About 3-4 years after I finished that piece of software, I heard that a
"professional" software programmer was hired to rewrite it from scratch. My
first thought was, "OMG, some poor slop is going to have to wade through my
!@#$%^& code!!!". But then I realized that I was actually grateful. I knew my
code blew and it was going to get replaced with code that hopefully doesn't
blow. More importantly, I knew that I had left the next programmer so much
more of a foundation than I had when I had started working on the problem.

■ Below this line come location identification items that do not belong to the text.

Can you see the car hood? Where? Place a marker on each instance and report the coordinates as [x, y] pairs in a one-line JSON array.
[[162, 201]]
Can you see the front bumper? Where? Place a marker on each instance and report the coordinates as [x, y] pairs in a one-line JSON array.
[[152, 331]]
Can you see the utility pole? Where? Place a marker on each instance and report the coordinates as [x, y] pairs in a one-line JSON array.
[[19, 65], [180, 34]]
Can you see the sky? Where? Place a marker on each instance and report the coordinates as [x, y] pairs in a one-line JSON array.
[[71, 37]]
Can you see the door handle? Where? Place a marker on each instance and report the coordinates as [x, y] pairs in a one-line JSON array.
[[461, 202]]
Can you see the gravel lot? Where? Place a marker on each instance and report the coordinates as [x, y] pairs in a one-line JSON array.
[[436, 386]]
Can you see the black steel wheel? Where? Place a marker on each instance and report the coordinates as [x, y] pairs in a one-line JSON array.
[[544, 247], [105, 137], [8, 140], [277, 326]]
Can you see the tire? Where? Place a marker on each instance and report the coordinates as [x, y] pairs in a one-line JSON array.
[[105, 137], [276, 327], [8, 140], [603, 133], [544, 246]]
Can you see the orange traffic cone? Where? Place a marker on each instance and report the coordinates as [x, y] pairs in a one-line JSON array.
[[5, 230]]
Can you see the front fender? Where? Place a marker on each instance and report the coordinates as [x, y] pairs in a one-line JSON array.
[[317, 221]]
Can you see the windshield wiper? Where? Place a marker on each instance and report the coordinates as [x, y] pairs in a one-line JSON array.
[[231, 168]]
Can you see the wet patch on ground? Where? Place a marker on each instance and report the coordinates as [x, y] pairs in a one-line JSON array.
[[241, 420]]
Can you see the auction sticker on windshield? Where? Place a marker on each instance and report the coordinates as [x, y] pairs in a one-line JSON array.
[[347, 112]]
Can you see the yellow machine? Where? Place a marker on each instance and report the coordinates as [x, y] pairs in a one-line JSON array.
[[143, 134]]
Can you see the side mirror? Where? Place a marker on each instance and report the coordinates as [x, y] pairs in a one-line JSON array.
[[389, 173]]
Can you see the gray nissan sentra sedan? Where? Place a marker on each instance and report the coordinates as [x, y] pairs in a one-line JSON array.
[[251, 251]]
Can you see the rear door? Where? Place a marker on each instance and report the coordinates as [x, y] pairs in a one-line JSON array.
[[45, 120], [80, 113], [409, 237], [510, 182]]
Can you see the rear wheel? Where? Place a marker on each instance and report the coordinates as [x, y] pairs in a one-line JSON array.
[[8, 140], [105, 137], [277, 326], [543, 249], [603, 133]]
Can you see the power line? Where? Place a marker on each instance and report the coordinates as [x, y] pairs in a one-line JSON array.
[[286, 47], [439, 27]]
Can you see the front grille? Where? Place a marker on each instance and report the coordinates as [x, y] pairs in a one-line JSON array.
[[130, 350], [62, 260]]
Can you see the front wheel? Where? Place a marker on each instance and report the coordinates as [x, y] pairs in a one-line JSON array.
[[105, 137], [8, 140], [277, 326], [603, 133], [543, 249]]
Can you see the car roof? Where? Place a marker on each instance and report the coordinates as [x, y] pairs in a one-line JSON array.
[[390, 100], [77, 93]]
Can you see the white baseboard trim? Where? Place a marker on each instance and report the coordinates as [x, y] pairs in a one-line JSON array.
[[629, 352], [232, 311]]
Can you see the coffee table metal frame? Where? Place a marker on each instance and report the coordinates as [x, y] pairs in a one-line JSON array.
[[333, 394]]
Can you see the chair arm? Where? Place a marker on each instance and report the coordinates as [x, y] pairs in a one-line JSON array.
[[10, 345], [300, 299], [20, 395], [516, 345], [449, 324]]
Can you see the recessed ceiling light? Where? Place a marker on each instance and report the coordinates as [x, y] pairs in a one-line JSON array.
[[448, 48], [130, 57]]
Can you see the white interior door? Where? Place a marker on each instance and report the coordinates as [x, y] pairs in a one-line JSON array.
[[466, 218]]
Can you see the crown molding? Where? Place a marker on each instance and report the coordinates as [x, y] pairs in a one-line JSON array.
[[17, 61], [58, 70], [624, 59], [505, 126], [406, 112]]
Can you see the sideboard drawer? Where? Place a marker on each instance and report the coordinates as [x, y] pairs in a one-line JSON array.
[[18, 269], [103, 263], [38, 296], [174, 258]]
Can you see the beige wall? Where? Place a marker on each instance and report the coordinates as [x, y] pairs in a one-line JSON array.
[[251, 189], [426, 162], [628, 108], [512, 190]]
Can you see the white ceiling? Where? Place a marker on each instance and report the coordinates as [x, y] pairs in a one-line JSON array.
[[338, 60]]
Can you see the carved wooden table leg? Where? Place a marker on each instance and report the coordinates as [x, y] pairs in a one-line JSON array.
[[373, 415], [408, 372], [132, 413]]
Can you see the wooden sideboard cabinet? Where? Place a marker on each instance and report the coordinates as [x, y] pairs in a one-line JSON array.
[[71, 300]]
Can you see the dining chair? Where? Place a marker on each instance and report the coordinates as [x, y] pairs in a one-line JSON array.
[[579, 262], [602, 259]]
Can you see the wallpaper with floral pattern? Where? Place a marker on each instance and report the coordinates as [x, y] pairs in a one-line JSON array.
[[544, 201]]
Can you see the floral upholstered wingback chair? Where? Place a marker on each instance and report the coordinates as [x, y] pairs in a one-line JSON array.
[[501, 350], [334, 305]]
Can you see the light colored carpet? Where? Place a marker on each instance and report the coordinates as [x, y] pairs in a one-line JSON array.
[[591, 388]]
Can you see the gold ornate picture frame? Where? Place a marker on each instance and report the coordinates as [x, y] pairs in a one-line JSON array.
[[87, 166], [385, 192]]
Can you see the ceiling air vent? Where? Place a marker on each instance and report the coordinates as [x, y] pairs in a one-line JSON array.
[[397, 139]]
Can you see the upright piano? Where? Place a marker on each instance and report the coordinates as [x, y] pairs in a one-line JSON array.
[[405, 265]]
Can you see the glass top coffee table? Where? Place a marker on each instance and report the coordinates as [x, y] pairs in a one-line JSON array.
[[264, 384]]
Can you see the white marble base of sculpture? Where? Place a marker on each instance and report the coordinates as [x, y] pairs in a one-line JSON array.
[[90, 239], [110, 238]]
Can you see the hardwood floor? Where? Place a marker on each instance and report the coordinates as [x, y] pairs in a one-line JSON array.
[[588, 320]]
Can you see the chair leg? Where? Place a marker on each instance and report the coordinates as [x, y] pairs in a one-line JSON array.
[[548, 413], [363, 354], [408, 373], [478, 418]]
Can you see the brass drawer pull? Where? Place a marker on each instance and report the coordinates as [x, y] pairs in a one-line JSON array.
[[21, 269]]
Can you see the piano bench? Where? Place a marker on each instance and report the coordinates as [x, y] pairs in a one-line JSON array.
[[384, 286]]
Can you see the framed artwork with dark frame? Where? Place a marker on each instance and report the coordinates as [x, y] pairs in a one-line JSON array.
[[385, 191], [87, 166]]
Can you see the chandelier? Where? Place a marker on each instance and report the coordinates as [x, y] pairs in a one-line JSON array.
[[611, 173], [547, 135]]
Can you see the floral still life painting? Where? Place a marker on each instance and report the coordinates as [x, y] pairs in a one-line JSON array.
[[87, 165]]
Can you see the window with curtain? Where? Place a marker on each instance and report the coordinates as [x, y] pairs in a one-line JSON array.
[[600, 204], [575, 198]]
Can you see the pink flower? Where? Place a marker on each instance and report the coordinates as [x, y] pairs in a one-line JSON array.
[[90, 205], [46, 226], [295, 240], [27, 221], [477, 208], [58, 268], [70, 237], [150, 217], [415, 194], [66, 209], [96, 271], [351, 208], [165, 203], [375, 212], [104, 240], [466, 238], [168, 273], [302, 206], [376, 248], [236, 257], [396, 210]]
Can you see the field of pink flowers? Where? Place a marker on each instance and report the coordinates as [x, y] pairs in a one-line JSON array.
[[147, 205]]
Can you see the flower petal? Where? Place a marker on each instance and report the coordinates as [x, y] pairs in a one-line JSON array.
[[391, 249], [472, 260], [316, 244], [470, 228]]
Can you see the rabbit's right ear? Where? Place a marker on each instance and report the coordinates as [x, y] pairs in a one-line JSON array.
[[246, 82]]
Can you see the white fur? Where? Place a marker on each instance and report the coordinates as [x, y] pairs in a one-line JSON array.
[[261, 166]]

In the 3-4 years prior to the rewrite, I had been ashamed of what I had done.
Since I found out about the rewrite, I've actually been really proud of my
contribution. Because my biggest contribution wasn't code, it was the analysis
and detailed documentation of the underlying processes.

------
asciimo
This is a good reminder of the big picture. I need to spend less time being a
craftsman at the task level, and more time being a craftsman at the life
level.

------
unimpressive
>These people did not fight any holy crusade for their principles and, despite
their accomplishments, will not be remembered by history (except perhaps to be
immortalized by their old buttons and bumper stickers in a hallway in Mountain
View).

One genre of history book that fascinated me was what I call the "ordinary
biography". Biographies written about people who lived interesting lives, but
never really did anything that would put them in a history textbook. I'd
really like to see more of these.

The example that comes to mind is a book I once saw about a communist labor
organizer in the 30's. Not a particularly famous one, just a guy (or was it a
woman?) who went around helping workers form unions. It sounded interesting
but I passed, and now I can't remember the title.

------
my3681
Great read. Some parts about the lack of permanence in our work, and how one
deals with that, really hit home.

Steve Jobs reflected upon this notion back in 1994, and provided a great
analogy. He said that each generation of tech, like sediments of rock, adds a
new layer to our history. That's something I've carried with me through
project cancelations and shifting in the industry, and has helped bring a lot
of perspective to my career.

Here is the video, if you are interested.
[http://youtube.com/watch?v=zut2NLMVL_k](http://youtube.com/watch?v=zut2NLMVL_k)

------
sktrdie
Of course things go obsolete and eventually new and better stuff comes along.
This is the nature of just about everything, not just software. From replacing
old cars, to restructuring your apartment. Things change.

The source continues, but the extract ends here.